Strage di Capaci, il boss pentito rivela: “La mafia non ha agito da sola”

Nei momenti prima della strage di Capaci, con noi "c'era un uomo sui 45 anni che non era dei nostri… Arrivò con Nino Troia, il proprietario del mobilificio di Capaci dove fu ucciso Emanuele Piazza, giovane collaboratore del Sisde che voleva fare l'infiltrato". A parlare è Gioacchino La Barbera, oggi boss pentito, ma quel pomeriggio del 23 maggio 1992 uomo che diede il segnale per far esplodere il ponte al passaggio delle auto su cui viaggiavano Giovanni Falcone e la sua scorta. Il collaboratore di giustizia, condannato a 14 anni di reclusione per aver preso parte a uno degli attentati più sanguinosi dal dopoguerra, è stato intervistato per Repubblica. Ammette che fu lui a dare materialmente il segnale per il via all'attentato. "Fui io a dare il segnale agli altri appostati sulla collina. Ero in contatto telefonico con Nino Gioè. Sapevamo che il giudice sarebbe arrivato di venerdì o sabato… Era tutto pronto, e il cunicolo già imbottito di esplosivo. Ce lo avevo messo io, due settimane prima", ricorda.
La Barbera parla anche di riunioni "con generali e di incontri tra Riina ed ex ministri democristiani", confermando quanto già affermato da boss Francesco di Carlo, che aveva parlato anche di P2. ”I nomi di quelle persone sono stati fatti, come quelli dei giudici che aggiustavano i processi… “ dice. Se per l’omicidio Lima c’è stata una collaborazione dei servizi segreti? “Ci fu. C’erano uomini dei servizi sul Monte Pellegrino”. E l’omicidio Mattarella? “Per quel che ne so io, fu voluto da politici” afferma il pentito. L'ex boss parla anche delmorte di Nino Gioè: "Non so se si è suicidato. Sapevo che avevano fatto dei verbali con lui. Gioè stava collaborando, ne sono certo".
L’uomo della Strage di Capaci torna anche su Vincenzo Scarantino, condannato per la strage di Via D'Amelio: “All’inizio della mia collaborazione mi fu proposto di fare un confronto audio visivo con lo stesso Scarantino alla presenza dei carabinieri, funzionari della Dia e i magistrati di Caltanissetta”. “Durante il confronto lo sbugiardai.
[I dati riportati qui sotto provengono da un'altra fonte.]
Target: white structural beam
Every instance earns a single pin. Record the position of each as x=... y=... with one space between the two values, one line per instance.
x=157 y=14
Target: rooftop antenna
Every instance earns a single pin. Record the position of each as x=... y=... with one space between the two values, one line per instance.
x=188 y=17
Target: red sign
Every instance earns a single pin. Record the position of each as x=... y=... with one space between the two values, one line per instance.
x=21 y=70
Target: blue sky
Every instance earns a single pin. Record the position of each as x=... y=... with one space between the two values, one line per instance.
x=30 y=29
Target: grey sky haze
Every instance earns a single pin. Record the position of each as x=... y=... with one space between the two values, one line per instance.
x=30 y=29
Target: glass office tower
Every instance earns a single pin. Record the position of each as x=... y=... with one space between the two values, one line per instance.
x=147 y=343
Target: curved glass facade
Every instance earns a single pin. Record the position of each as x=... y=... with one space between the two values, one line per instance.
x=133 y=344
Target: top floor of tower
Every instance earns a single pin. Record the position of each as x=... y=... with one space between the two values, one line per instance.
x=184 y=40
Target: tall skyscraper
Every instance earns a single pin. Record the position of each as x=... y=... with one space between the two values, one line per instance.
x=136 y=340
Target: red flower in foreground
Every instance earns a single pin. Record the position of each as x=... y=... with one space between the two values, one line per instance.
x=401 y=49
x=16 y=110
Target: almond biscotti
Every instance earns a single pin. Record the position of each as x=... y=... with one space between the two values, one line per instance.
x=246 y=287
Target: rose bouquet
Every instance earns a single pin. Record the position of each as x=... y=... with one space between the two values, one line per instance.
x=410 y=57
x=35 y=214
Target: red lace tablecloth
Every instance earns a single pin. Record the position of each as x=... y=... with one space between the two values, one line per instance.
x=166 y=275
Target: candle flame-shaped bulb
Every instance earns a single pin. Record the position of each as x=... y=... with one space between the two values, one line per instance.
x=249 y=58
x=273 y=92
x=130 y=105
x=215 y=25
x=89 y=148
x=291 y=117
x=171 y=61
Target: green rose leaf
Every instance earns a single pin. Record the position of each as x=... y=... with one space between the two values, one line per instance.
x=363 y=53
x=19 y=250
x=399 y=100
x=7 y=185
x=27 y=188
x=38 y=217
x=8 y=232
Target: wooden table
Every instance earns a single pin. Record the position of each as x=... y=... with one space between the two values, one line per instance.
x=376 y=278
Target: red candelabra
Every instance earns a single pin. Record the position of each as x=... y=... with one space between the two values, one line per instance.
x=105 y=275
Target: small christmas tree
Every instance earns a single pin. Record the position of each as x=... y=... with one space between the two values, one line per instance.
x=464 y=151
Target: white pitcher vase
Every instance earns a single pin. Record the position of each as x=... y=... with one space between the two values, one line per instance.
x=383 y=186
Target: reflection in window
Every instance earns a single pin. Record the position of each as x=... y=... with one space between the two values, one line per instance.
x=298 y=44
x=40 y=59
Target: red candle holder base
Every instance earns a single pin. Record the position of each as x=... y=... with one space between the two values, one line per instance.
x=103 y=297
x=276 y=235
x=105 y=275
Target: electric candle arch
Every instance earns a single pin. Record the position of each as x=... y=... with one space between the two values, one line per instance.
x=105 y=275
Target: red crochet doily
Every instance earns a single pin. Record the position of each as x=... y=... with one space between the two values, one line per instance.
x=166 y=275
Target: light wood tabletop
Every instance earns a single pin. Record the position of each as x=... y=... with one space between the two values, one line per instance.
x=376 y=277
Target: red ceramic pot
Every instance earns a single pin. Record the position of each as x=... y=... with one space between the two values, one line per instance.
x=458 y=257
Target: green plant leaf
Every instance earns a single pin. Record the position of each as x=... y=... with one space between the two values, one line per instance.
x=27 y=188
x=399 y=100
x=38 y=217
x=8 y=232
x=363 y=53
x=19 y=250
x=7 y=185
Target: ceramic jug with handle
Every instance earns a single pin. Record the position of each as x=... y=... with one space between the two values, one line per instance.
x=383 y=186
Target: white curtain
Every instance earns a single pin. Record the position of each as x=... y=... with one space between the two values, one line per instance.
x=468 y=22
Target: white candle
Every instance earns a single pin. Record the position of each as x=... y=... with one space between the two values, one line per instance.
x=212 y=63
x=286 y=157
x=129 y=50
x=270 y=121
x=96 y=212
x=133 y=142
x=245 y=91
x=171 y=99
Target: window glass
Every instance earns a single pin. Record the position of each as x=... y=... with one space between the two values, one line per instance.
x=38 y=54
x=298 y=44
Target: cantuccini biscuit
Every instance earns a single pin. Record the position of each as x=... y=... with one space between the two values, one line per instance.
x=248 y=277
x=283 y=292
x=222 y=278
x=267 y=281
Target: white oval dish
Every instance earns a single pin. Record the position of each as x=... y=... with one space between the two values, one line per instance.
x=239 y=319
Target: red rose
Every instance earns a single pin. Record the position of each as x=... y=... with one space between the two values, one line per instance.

Di quel confronto non c’è traccia: sono spariti verbali e registrazioni”. Racconta infine come scomparvero i documenti dalla villa di Riina: “Dopo il suo arresto accompagnai, insieme a Nino Gioè, i figli e la moglie di Riina fino alla stazione”. “Poi seguii la pulizia e l’estrazione della cassaforte dalla villa”; secondo La Barbera tutto ciò che era stato trovato in cassaforte fu messo in un’auto “che ritirò Matteo Messina Denaro”.